Fenlon was soon dancing about the dugout like a dervish as well, exhorting more from his men but what was really needed was a touch of composure.

Cairney had the Hibs fans out of their seat with a mesmerising run past a succession of challenges but if the build-up was Messi, the finish was messy and the chance the midfielder had carved out for himself was lost. The half ended with Zaliukas going into the book for a high challenge on Eoin Doyle.

When the teams came back out, Novikovas was missing and Andy Driver was in the left-wing berth.

Hearts continued to dictate the tempo and Hibs weren’t helped when Griffiths went down in a heap near the touchline after landing awkwardly while contesting a high ball.

Hibernian striker Leigh Griffiths is stretchered off Hibernian striker Leigh Griffiths is stretchered off

The striker was stretchered off to be replaced by Ross Caldwell and just before the hour mark Hearts were disrupted with the loss of the injured Barr. Scott Robinson replaced him.

The changes did nothing to help a match that had never been high in quality. As time passed the tension and fear of making a fatal mistake increased and it all became far too kick and rush.

Fenlon hooked the ineffective Doyle in the 70th minute in the hope that the pace of his replacement, Ivan Sproule, could provide the spark his team lacked. McGlynn responded by throwing on John Sutton for Walker and putting Paterson out to the right.

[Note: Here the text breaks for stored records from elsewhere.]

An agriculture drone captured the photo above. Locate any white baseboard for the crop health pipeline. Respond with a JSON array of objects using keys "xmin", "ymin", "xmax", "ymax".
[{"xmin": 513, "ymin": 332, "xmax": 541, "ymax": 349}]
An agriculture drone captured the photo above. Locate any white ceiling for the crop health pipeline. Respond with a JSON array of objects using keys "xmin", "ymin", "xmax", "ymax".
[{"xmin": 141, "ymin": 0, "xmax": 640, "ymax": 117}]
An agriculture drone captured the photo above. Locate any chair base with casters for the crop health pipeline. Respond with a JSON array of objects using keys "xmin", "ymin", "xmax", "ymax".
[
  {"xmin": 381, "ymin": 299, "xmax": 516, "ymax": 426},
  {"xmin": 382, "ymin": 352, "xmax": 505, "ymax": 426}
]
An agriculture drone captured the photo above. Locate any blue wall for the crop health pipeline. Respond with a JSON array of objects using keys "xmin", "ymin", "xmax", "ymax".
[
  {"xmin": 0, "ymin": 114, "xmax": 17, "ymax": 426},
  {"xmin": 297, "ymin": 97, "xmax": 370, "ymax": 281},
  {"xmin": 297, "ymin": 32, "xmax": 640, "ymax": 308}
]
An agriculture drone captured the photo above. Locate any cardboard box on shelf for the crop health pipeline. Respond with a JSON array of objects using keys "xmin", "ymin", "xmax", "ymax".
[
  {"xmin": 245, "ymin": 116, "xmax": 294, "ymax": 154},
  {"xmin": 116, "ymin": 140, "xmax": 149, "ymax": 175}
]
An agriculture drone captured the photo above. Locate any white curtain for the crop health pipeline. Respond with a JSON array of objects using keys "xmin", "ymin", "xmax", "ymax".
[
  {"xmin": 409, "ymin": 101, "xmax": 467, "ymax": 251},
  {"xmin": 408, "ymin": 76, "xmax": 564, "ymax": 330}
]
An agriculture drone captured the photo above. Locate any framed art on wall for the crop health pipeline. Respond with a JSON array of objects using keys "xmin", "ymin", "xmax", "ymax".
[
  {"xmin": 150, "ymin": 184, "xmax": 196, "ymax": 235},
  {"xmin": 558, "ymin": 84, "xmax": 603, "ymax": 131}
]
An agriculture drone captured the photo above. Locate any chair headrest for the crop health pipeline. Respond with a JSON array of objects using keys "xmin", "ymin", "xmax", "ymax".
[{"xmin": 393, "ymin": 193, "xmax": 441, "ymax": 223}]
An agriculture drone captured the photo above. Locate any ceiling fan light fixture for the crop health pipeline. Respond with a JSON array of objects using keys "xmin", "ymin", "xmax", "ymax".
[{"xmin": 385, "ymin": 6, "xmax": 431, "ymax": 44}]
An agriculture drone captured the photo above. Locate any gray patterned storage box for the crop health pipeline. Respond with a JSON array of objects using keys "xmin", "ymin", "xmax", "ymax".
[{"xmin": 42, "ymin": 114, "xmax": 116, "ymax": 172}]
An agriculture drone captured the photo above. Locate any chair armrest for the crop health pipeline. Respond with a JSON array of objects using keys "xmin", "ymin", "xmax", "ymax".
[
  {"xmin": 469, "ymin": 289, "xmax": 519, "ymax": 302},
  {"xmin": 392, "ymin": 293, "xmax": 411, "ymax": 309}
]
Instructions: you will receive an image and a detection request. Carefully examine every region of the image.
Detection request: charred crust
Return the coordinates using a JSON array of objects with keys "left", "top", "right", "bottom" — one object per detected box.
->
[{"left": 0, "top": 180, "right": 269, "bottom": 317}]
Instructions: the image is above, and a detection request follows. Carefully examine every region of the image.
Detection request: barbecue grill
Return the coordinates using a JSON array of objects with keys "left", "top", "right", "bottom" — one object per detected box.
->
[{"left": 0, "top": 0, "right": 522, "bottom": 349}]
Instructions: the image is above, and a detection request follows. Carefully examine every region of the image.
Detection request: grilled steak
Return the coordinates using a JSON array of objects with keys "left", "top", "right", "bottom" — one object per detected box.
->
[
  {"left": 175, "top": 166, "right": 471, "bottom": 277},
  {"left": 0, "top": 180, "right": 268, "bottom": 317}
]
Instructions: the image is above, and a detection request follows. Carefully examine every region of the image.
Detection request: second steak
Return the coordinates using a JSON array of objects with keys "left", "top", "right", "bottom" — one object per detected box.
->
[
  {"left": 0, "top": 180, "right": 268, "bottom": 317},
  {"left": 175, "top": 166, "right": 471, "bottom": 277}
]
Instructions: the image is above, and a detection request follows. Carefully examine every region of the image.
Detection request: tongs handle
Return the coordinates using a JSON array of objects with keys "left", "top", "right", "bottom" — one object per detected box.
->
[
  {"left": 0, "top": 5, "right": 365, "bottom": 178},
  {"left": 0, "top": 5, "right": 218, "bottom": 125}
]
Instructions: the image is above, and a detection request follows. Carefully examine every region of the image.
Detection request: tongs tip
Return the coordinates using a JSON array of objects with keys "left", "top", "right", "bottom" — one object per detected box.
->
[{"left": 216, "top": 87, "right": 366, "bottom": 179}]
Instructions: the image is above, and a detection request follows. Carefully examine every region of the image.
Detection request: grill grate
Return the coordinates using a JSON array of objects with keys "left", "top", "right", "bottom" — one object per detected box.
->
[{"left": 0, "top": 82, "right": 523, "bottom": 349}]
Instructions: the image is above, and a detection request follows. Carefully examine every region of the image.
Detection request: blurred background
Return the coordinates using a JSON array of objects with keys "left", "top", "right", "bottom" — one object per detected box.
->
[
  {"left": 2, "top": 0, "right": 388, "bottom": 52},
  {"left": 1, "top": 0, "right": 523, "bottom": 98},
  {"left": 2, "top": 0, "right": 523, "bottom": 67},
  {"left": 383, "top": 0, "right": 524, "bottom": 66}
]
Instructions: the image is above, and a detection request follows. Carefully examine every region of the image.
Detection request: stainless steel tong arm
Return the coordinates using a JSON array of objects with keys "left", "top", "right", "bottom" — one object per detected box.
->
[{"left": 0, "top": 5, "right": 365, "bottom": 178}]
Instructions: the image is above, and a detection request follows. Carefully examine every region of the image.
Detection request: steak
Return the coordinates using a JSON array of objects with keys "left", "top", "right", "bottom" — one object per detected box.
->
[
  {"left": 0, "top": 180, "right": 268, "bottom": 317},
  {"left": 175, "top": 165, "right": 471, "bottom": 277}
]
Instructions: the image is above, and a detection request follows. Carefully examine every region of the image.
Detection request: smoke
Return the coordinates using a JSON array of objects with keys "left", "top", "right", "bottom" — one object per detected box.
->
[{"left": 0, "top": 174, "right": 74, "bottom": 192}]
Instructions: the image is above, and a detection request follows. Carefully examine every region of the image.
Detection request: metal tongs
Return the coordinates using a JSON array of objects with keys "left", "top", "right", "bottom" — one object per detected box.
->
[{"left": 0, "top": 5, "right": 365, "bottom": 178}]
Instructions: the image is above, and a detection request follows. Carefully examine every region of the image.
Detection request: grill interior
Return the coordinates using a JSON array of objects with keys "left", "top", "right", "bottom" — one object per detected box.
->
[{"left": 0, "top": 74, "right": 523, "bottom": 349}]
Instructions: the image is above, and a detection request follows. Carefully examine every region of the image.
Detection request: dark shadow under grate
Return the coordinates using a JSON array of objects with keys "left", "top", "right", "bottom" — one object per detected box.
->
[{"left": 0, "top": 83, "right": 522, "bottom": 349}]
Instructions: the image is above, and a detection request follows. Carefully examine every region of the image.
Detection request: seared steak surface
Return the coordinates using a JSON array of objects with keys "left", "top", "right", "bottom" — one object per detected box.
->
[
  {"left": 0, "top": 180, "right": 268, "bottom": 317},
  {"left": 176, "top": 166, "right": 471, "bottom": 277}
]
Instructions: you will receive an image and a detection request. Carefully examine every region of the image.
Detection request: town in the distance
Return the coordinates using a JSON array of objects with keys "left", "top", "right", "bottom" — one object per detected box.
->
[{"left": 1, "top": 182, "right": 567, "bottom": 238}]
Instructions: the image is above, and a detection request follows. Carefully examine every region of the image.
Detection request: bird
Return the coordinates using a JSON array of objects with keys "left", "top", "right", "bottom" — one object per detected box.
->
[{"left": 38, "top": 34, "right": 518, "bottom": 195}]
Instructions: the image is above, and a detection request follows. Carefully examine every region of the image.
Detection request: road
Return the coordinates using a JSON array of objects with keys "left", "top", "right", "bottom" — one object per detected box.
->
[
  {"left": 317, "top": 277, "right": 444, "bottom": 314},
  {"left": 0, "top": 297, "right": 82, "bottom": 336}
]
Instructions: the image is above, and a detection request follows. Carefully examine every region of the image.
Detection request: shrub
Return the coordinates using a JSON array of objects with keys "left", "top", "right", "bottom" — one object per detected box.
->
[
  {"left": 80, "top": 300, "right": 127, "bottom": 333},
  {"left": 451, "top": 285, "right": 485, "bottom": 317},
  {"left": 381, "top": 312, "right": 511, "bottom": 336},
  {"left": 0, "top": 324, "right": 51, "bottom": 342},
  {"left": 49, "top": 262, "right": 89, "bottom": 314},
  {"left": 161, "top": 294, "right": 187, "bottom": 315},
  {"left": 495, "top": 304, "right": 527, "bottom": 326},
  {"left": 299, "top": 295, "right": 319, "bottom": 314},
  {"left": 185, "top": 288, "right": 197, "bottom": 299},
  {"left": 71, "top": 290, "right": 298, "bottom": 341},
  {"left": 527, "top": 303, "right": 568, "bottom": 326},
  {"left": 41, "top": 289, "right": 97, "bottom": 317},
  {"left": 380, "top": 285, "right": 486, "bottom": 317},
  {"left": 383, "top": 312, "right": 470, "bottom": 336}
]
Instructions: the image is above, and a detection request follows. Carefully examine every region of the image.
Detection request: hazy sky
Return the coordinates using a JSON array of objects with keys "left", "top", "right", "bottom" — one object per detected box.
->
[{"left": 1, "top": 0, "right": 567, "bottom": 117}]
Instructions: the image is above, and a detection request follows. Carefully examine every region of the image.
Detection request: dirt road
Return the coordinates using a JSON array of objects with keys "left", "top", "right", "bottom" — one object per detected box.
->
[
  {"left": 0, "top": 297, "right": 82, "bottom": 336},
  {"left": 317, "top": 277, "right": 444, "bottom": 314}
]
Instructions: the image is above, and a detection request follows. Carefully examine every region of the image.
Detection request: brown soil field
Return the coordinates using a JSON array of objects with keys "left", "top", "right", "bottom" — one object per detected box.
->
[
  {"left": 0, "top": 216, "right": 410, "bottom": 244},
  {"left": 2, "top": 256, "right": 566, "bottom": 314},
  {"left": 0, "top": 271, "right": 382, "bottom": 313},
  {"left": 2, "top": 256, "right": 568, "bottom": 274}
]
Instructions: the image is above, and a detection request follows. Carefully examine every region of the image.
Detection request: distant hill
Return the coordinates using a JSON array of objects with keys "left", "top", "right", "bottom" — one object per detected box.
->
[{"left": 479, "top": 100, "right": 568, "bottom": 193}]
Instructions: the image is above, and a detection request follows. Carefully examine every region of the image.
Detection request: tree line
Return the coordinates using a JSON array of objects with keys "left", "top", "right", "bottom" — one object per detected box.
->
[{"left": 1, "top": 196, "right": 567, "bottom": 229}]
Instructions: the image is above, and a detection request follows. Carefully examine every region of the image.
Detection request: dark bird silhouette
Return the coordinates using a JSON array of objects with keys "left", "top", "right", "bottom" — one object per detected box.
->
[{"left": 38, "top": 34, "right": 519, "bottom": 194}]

Sproule did make a difference, winning a couple of corners to give his team hope of nicking a goal that was looking more and more likely to be the winner.

And yet when it did come it arrived from the other side of the pitch and while there was an element of luck about it do you think that bothered three-quarters of the witnesses?

David Wotherspoon scores the winner David Wotherspoon scores the winner

Nine minutes from the end, Cairney switched the play from left to right and his diagonal found Wotherspoon, who broke past McHaffie and from the angle of the box lashed in a shot that spun off the lunging Zaliukas and looped up and over the clawing hand of keeper Jamie MacDonald.

As it hit the net, Easter Road erupted in joy but Hibs had still nine minutes to negotiate.

Hearts came at them but, spirited as they were, a cutting edge was clearly lacking.

They simply didn’t have the guile to harm Hibs and when the final whistle ended their fans filed silently out of the stadium.

They’ll still sing about 5-1 in the future but Hibs fans can now gloat back about the afternoon they ended the Tynecastle team’s reign as Scottish Cup holders.